En 1961, ya en el exilio, la reina Victoria Eugenia vendió el parure en una subasta en Stuker, en la ciudad suiza de Berna. Se dice que lo hizo para poder pagar la boda de su nieto, el entonces príncipe Juan Carlos, con Sofía de Grecia. El collar fue comprado por Cartier: siete de las esmeraldas fueron trasladadas a un nuevo collar fastuoso el el sha de Persia, Reza Pahlavia, compró para su esposa Farah. Después de la caída del shá, el collar se quedó técnicamente en una caja fuerte del Banco Central de Teherán. Con los años, sin embargo, se pudo comprobar que ahora era propiedad de la socialite libanesa Rose-Marie Chagoury.

El corsage de Cartier

De parís no solo llegó el parure de esmeraldas.
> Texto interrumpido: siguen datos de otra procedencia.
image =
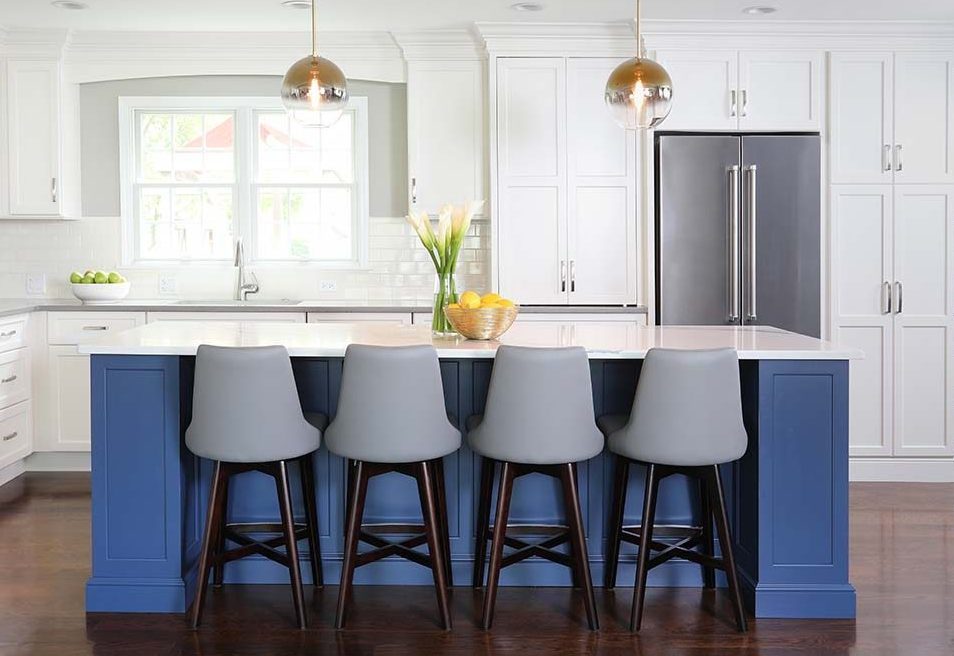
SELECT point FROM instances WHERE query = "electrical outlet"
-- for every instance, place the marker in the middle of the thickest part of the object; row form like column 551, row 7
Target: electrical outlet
column 36, row 284
column 167, row 284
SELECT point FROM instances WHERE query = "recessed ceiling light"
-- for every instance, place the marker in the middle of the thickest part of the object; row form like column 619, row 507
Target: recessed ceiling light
column 69, row 4
column 759, row 10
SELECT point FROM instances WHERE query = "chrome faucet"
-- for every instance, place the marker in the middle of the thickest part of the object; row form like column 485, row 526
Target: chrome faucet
column 247, row 282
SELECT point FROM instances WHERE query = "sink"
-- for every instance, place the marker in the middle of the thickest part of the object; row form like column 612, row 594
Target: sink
column 234, row 303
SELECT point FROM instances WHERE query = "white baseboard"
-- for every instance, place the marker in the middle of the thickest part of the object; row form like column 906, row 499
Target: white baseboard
column 908, row 470
column 58, row 461
column 11, row 471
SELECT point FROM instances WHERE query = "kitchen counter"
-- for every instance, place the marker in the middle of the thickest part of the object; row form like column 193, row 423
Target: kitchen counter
column 22, row 306
column 787, row 497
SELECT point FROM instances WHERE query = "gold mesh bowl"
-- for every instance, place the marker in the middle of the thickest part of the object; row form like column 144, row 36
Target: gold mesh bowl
column 481, row 323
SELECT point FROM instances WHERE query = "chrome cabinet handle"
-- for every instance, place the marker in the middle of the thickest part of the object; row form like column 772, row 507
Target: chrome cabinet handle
column 751, row 313
column 733, row 245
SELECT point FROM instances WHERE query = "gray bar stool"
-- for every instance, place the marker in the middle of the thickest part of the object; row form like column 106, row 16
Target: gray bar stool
column 538, row 419
column 246, row 416
column 391, row 418
column 686, row 419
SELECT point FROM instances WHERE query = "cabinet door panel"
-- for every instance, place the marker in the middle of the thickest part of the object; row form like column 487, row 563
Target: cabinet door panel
column 780, row 90
column 702, row 86
column 446, row 133
column 861, row 117
column 34, row 141
column 924, row 117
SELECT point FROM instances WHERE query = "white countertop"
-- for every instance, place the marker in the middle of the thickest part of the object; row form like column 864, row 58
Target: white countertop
column 603, row 340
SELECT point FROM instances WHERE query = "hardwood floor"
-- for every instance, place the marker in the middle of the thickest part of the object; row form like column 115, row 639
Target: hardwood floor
column 902, row 549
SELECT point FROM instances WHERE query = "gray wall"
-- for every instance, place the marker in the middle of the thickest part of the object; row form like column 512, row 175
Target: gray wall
column 99, row 132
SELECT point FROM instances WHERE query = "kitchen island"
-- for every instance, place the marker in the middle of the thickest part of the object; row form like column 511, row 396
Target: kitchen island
column 787, row 497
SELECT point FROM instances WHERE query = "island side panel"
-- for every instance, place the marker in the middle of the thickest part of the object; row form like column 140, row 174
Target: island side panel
column 137, row 485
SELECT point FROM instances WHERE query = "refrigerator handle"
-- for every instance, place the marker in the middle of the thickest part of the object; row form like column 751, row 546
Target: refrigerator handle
column 751, row 310
column 734, row 244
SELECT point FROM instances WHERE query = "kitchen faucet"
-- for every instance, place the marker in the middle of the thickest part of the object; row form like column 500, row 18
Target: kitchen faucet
column 247, row 282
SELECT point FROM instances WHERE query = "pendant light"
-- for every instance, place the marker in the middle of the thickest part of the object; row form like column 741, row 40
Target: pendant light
column 314, row 90
column 639, row 91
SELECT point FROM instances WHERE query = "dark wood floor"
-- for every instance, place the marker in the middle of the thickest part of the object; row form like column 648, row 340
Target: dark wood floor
column 902, row 549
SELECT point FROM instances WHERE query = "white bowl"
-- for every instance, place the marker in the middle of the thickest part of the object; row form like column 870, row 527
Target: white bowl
column 94, row 294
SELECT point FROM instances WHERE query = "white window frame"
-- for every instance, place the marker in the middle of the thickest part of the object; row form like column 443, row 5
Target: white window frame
column 245, row 110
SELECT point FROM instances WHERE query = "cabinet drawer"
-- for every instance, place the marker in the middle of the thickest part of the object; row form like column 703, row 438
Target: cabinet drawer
column 14, row 377
column 80, row 327
column 16, row 433
column 12, row 333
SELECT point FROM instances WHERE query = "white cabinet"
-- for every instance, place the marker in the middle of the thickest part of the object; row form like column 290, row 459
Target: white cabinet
column 34, row 183
column 893, row 250
column 566, row 185
column 446, row 133
column 747, row 90
column 892, row 118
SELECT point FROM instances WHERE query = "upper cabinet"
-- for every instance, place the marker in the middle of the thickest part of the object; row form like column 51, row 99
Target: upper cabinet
column 446, row 133
column 892, row 118
column 34, row 182
column 744, row 90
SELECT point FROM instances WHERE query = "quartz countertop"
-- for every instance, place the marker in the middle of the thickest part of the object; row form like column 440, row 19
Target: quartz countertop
column 602, row 340
column 21, row 306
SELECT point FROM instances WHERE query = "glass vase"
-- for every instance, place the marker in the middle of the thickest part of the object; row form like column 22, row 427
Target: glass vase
column 445, row 292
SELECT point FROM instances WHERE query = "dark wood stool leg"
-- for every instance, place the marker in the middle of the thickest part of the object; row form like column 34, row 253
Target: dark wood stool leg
column 708, row 545
column 725, row 543
column 426, row 481
column 291, row 543
column 359, row 488
column 219, row 576
column 581, row 562
column 504, row 492
column 441, row 491
column 487, row 467
column 615, row 525
column 645, row 538
column 213, row 525
column 306, row 463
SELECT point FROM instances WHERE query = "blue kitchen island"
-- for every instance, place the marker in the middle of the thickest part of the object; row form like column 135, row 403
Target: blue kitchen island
column 787, row 497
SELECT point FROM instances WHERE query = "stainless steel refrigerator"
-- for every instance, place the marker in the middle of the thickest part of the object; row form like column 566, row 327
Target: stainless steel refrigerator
column 738, row 235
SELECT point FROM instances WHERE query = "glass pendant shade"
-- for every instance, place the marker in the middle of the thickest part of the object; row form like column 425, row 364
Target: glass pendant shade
column 639, row 94
column 315, row 91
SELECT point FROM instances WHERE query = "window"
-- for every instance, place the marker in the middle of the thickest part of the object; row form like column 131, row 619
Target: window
column 199, row 173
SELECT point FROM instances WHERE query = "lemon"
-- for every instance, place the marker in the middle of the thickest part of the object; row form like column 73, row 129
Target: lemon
column 470, row 300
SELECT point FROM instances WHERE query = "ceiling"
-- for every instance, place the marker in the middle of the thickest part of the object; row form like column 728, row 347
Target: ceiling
column 399, row 15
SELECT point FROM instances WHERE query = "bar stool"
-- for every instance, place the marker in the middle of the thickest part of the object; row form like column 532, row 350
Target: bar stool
column 686, row 419
column 246, row 416
column 538, row 419
column 391, row 418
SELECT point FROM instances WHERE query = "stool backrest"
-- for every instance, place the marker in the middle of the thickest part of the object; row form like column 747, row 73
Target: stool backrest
column 689, row 404
column 391, row 406
column 540, row 406
column 245, row 406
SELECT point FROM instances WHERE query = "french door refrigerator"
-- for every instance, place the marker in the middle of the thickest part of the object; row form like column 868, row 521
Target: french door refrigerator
column 738, row 234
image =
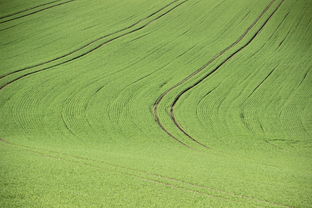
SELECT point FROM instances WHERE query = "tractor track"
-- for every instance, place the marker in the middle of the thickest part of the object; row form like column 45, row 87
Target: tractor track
column 33, row 12
column 146, row 176
column 97, row 40
column 218, row 55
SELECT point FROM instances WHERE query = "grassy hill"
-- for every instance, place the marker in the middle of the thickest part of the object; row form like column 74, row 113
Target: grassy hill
column 138, row 103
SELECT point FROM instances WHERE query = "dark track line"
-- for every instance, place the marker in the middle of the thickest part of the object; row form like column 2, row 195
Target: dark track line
column 177, row 98
column 34, row 12
column 87, row 52
column 90, row 43
column 165, row 93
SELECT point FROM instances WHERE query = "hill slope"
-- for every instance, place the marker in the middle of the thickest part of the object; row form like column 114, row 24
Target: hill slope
column 182, row 103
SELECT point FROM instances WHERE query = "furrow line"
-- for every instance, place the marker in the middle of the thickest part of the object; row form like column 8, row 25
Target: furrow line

Victoria Eugenia encargó a Cartier un fabuloso corsage de diamantes, una especie de broche gigantesco que se llevaba a la altura del pecho. El de Victoria Eugenia era rectangular, con grandes espirales a los extremos y del cual colgaban unas formas geométricas de grandes dimensiones. A su muerte, en 1969, el corsage pasó a su segundo hijo, el infante Jaime, duque de Segovia, a pesar de que su madre había estipulado que todas sus joyas que no fueran de pasar se quedaran en manos de sus hijas. Pero Jaime reclamó que legalmente le correspondían algunas joyas y el corsage acabó en sus manos. O más bien en las manos de su segunda esposa, Charlotte Tiedemann, la cual se lo puso para un retrato oficial hecho en los setenta. Al enviudar, eso sí, decidió venderlo en una subasta de Christie’s, en Ginebra. El actual paradero de la joya es desconocido.

La tiara Chaumet

También de París vino la famosa tiara Chaumet, otra de las joyas desaparecidas más icónicas. De diamantes y con aguamarinas, también se tuvo que vender en el exilio para costear el exilio, en concreto los gastos de mantenimiento de Ville Fontaine, donde vivía la reina en Lausanne, en Suiza. Fue la última de las grandes piezas a quien perdimos la pista.